京都老舗の名旅館であり日本料理店である近又で朝食を取った。
1801年創業の近又の店内に入ると
七代目が直々に迎えいれてくれた。
陸上をやっていて傷めた膝の関係もあり今回はテーブル席でお願いしておいた。
後で聞くと座敷にテーブルをセットすることもできると言う。
テーブルの置いてある部屋はモダンでイタリアの内装素材やデザイン技術を取り入れている。
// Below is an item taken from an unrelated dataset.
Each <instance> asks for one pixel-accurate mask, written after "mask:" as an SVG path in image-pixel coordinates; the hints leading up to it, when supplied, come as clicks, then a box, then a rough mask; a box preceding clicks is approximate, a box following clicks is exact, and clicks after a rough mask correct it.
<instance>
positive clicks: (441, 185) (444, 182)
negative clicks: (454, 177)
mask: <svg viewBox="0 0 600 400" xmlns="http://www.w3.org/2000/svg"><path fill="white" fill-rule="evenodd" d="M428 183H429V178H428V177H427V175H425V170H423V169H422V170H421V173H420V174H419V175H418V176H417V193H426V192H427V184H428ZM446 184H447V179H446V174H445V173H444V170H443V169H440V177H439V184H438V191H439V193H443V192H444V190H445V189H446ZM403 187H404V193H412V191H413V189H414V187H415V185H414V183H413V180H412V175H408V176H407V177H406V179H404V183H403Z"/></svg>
玄関に合わせて和式にこだわると莫大な費用がかかるらしい。
このモダンな洋風だが違和感のない空間内にはベートーベンの曲が流れていた。
最初に上等なお茶が出る。
お茶を飲んでいると程なく朝食を載せたお膳が運ばれた。
まずは一昼夜寝かせて味を馴染ませ落ち着かせた胡麻豆腐を味わう。
滑らかでねっとりしているだけではなく味が深い。
器の端に何気なく置かれている少量の出汁醤油が心憎い。
続いて二種類の京野菜の料理である。
一つは聖護院蕪の田楽味噌載せで、もう一つは聖護院大根の炊いたんである。
聖護院蕪の田楽味噌載せは蕪そのものも美味しいが田楽味噌に品と強さと複雑味がある。
そこはかとない甘さがたまらない。
聖護院大根の炊いたんは出汁が秀逸で一緒に炊いてあるかしわが素晴らしい質のもので美味しかった。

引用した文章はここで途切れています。